In normal times Macao obtains opium for its thriving narcotics trade from Persia. There isn’t enough space in this five square mile colony to grow it here. Preferring 5-cent cigars myself to opium, I passed up an invitation to spend an evening curled up with a Chinese pipe in one of the colony’s dream parlors. Instead, I visited a half-dozen of the scores of gambling houses that furnish the Macao government much of its income.
Sin Lacks Glamor
They were hardly worth the journey. Advertised sin always is tawdry and lacking in glamor, and I ended up the evening convinced as I have been all through life that gambling your own money is the dullest of pastimes. Most of the gambling spots are concentrated in the Chinese quarter and you walk through dirty flamboyant streets to reach them, streets crowded with beggars and merchants and strange smells. You push through a swinging door and enter a brightly lit room, bare except for a mixed group of Chinese and Europeans grouped around the gaming table. They are playing fantan in dreary silence. Opposite the players sit a number of elderly Chinese who operate the game. They have faces colored like carved ivory, stained in tea leaves. Before each is a square with each side numbered. You place your bet on one side - one, two, three or four. At the other end of the table another gambler presses an inverted bowl down on a large pile of markers and pushes it forward.

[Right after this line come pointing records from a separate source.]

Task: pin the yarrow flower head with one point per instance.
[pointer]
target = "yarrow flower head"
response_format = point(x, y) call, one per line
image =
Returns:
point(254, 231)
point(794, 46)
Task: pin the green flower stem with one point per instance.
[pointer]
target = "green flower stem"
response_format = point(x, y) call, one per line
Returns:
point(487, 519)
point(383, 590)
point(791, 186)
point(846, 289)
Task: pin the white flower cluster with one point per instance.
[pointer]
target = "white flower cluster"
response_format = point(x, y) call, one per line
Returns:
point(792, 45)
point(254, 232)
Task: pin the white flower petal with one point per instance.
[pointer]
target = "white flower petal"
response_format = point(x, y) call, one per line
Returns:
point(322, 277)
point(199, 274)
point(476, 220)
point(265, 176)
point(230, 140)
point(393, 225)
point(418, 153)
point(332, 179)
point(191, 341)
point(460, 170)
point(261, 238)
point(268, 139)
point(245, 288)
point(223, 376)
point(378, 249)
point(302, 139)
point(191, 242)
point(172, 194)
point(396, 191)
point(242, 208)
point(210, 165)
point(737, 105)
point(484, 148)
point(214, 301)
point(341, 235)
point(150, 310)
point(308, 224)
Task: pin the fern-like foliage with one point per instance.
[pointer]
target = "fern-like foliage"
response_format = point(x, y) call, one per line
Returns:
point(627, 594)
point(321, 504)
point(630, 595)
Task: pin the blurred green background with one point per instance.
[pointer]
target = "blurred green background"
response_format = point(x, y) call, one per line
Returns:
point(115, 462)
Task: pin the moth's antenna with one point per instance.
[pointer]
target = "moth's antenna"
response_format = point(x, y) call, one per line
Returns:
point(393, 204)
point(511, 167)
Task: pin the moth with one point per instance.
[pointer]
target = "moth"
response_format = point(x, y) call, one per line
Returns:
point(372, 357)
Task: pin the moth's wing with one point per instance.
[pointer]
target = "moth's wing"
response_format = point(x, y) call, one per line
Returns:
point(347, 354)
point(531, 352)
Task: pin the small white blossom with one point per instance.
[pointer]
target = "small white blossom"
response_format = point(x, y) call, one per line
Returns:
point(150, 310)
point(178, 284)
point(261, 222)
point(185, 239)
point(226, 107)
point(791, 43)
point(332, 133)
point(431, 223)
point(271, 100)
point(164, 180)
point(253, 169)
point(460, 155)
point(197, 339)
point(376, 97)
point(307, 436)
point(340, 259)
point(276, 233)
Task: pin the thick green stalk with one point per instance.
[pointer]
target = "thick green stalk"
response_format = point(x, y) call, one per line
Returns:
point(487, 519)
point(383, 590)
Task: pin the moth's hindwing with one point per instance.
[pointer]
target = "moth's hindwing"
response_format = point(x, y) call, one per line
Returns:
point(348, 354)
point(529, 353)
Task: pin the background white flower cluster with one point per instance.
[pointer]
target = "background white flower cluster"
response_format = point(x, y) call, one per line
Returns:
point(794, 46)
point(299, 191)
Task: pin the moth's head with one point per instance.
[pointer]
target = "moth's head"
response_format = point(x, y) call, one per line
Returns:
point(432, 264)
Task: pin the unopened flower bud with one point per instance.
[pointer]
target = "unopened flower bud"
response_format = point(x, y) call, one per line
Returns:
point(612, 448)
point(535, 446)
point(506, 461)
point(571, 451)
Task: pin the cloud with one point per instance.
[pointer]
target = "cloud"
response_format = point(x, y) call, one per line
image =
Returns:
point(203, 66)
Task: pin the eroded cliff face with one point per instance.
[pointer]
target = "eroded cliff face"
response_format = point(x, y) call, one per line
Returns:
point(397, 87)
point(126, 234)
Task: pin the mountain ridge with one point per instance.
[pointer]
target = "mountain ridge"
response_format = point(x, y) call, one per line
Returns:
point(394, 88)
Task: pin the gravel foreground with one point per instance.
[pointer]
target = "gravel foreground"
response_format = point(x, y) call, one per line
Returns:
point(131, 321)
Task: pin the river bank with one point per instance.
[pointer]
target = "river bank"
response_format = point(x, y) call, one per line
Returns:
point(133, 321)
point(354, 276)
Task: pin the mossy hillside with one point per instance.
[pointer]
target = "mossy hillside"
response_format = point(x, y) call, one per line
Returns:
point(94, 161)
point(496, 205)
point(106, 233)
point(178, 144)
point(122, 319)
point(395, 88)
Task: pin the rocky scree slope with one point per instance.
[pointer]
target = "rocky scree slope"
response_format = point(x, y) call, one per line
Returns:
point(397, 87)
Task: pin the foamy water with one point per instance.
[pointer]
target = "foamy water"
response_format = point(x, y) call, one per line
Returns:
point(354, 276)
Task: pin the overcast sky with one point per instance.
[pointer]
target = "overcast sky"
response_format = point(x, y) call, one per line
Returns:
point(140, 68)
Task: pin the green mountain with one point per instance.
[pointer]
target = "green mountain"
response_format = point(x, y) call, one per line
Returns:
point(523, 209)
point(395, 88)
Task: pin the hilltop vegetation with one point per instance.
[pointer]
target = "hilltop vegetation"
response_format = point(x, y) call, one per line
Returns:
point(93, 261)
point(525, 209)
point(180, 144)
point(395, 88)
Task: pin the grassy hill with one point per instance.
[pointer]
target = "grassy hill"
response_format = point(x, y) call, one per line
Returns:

He lifts the bowl and begins removing the captured markers four at time with a small wand. Whatever number of markers is left for his final sweep of the wand one, two, three or four - wins.
Tedious Game
It is difficult to see how such a tedious game holds any excitement, yet the Chinese play it for hours. I watched one ragged woman coolie play for half an hour - a dime at a time - until her money war gone. Her face showed neither resentment nor regret, only apathy. Chairs were placed around a railing on the floor above the table and leisurely ladies lowered their bets down in small baskets. The most elaborate gambling spot in town is a cabaret at the modern Central hotel. There you can drink and dance between bets, which are collected by a small Chinese girl. The game is “highlow” dice and results are flashed in neon lights over the heads of the dancers. "But the whisky was awful, the dance band was bad, the hired Chinese girl dancers stepped on my toes and gambling is a terrible sin anyway. I lost ten dollars. And besides, the management didn’t give me a free ticket back to Hongkong. They used to do that when you came into the cabaret in peacetime, so that if you lost all your money you wouldn’t kill yourself in Macao.